Traditional storytelling relies on conflict, which is traditionally described in the most boring general terms imaginable: internal and external. English classes manage to boil down every interesting thing that has ever happened into three unappetizing lumps: man vs. nature, man vs. man, and man vs. himself.

Jesus wondering why he has been chosen to save the entire human race, and whether he can go through with the necessary sacrifice, would be lumped into the man vs. himself category. And possibly man vs. nature, if you consider nature to be an aspect of God.

Actually, right there I've just shown how ill-fitting these categories can be, and that's to be expected, since they are generalizations. Generalizations, otherwise known as stereotypes, are usually ill-fitting when applied to individual cases. But that's not actually what I started this post to talk about.

The main reason my stories don't fit into traditional storytelling methods is because they tend to be mostly dialogue. And not dialogue designed to propel a narrative, or get my characters to grow and change as people. My characters tend to just sit around and chit-chat.

Now that I think about it, that tends to be the format of most sitcoms. Or talk-shows, for that matter. And reality shows. But why do people watch these things, if they don't conform to the traditional, accepted model of conflict, rising action, climax, resolution? I mean, sitcoms pay lip service to this plot model: Joey buys an ugly sweater, people keep telling him it's ugly, the situation climaxes when Joey's idol makes fun of the sweater at a public event, Joey realizes he has bad taste - burns the sweater, cue credits. But the audience doesn't give a flying Finn about Joey's sweater. The entire plot is just a bare string for the writers to hang jokes on. Joey's character doesn't develop, and things go back to normal for the next episode.

But I don't think the reason people watch these types of shows is because they're stupid or easy to entertain. People like dialogue-heavy stories because conversation is conflict. We don't spend the majority of our lives having meaningful moments that change our behavior and shape our perceptions of life. We spend most of our lives telling our friends how much we hate their favorite tv shows, or complaining about the service at restaurants, or saying as little as possible as the women in our lives spend 20 minutes arguing about which movie our group should see. We spend our lives talking.

And while it's easy to see the "external conflict" conversation can provide when we're arguing with someone else, conversation is also an internal conflict. Even if your position is clear in your mind, expressing it in a way that is concise and convincing is a challenge. And if you're actively engaged in a conversation (and not just reciting a list of your preformed opinions) you could find your opinions changing, even as you speak them. Have you ever spent half an hour arguing a point at a party, only to realize much later that you were wrong, and the other person was right? That's why people enjoy conversations so much - they can change the way we look at the world. Sometimes I'll see a movie I think is garbage until my friend explains why it's not. This kind of back-and-forth as two different perceptions clash is exactly what conflict is about.
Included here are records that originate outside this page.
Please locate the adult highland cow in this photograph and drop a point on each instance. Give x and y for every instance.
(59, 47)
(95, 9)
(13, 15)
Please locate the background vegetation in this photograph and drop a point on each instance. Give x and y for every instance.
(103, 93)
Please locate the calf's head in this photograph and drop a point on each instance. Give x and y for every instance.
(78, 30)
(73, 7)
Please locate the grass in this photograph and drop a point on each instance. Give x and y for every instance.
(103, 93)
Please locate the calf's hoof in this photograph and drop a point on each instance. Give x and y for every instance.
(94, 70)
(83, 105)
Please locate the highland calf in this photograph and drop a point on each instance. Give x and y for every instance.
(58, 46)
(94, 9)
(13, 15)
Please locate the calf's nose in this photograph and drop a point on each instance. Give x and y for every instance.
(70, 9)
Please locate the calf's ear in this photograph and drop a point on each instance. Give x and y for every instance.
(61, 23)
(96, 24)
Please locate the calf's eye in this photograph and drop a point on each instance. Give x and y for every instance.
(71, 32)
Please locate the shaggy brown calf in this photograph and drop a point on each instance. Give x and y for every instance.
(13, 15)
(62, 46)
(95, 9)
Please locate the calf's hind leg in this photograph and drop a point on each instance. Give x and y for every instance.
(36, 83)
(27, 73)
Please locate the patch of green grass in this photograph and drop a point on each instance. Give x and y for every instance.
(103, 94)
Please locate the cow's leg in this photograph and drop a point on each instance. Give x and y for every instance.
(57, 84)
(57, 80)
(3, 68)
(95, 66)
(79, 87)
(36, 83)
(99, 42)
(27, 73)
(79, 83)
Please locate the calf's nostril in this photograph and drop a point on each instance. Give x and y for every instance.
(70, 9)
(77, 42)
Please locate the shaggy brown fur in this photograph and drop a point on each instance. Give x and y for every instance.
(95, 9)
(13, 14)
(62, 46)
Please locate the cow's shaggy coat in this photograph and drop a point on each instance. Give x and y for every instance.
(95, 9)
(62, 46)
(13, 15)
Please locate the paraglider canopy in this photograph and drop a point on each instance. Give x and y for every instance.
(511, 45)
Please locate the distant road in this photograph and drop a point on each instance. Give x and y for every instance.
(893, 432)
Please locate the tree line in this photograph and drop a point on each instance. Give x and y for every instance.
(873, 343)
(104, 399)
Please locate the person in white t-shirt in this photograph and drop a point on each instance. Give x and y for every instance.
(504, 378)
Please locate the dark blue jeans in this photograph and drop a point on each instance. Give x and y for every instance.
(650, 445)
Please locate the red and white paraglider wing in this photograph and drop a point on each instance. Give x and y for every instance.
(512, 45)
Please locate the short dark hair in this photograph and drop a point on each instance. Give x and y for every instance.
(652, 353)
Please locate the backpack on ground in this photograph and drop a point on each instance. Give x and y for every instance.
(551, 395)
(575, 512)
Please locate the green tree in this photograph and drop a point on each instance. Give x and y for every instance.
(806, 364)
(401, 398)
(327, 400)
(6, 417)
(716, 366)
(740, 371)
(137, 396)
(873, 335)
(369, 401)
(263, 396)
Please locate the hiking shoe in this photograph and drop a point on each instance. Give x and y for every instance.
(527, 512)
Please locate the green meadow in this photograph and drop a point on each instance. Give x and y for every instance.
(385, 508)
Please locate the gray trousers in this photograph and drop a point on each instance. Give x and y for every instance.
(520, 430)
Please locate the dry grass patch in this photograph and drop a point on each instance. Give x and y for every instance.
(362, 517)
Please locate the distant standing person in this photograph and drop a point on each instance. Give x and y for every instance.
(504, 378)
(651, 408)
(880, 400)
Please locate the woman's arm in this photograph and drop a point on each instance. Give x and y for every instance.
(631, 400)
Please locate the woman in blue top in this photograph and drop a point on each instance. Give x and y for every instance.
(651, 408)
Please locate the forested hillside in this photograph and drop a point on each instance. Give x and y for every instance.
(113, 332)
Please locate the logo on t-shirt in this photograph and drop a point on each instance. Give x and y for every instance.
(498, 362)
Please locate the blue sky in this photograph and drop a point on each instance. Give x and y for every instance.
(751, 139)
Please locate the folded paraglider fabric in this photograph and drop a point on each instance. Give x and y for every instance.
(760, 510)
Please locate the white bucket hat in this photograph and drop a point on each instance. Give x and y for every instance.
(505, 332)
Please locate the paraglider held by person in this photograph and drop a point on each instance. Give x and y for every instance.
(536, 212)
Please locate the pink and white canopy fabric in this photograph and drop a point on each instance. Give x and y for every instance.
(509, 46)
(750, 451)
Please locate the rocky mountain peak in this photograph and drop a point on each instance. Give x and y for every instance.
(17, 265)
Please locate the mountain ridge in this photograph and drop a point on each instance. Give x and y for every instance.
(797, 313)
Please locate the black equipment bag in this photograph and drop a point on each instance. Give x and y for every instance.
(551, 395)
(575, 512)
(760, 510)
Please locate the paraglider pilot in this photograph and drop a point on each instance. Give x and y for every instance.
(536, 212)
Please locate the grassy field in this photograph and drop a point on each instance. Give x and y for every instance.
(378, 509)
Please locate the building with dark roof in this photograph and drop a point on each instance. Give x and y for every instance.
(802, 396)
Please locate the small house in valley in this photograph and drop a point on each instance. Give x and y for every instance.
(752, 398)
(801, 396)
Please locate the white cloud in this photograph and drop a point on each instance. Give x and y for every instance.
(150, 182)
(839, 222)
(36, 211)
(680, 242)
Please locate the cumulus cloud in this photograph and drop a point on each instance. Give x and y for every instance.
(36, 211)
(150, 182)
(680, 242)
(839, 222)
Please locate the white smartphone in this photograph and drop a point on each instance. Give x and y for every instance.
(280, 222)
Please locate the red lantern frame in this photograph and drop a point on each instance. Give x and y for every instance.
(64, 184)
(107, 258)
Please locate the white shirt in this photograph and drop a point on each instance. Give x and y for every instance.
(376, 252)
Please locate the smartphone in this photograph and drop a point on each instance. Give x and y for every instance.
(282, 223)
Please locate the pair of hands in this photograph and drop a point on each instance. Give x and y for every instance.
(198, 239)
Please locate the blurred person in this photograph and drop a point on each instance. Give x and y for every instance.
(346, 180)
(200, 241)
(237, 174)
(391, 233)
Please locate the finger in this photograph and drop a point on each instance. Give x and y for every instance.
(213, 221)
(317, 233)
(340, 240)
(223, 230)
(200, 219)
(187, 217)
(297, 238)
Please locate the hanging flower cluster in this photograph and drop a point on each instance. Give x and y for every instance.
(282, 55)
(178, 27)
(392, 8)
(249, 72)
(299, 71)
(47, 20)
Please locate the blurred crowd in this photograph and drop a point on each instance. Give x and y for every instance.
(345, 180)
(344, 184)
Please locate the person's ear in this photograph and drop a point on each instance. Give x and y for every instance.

Of course, all this time when I've been talking about conversation, I've really been talking about thought. Speech is just the output of thought. All that pondering and weighing and analyzing goes on silently in our heads. We merely pause it while we spit out words, and then we crank it back up again.

But all of this stuff is invisible to the audience, who probably want people to stop talking every once in awhile to blow something up or makeout, so dialogue doesn't get its due. Oh sure, people say they love wit, and quote lines that have nothing to do with the central plot, but at the end of the day they still claim to prefer dialogue that advances plot to lines that are "just" entertaining.

Here I think I've stumbled onto yet another topic, but I have to end this blog somewhere, so I'll just address it briefly. That topic is length, specifically, how films have condensed story-length, conditioning us to expect stories to only hit the big moments and barrel through the plot as directly as possible. But which have you spent more time watching in your life, films or tv shows? The Godfather or Gilmore Girls? The point being that dialogue that has no point is closer to real life, while dialogue that exists solely to advance plot is artificial, condensed for maximum dramatic effect. They are different, but not better or worse. Both have a place in culture.

I guess I subconsciously chose meandering dialogue. Well, looking at this post, it seems obvious why. Clearly, I like to talk.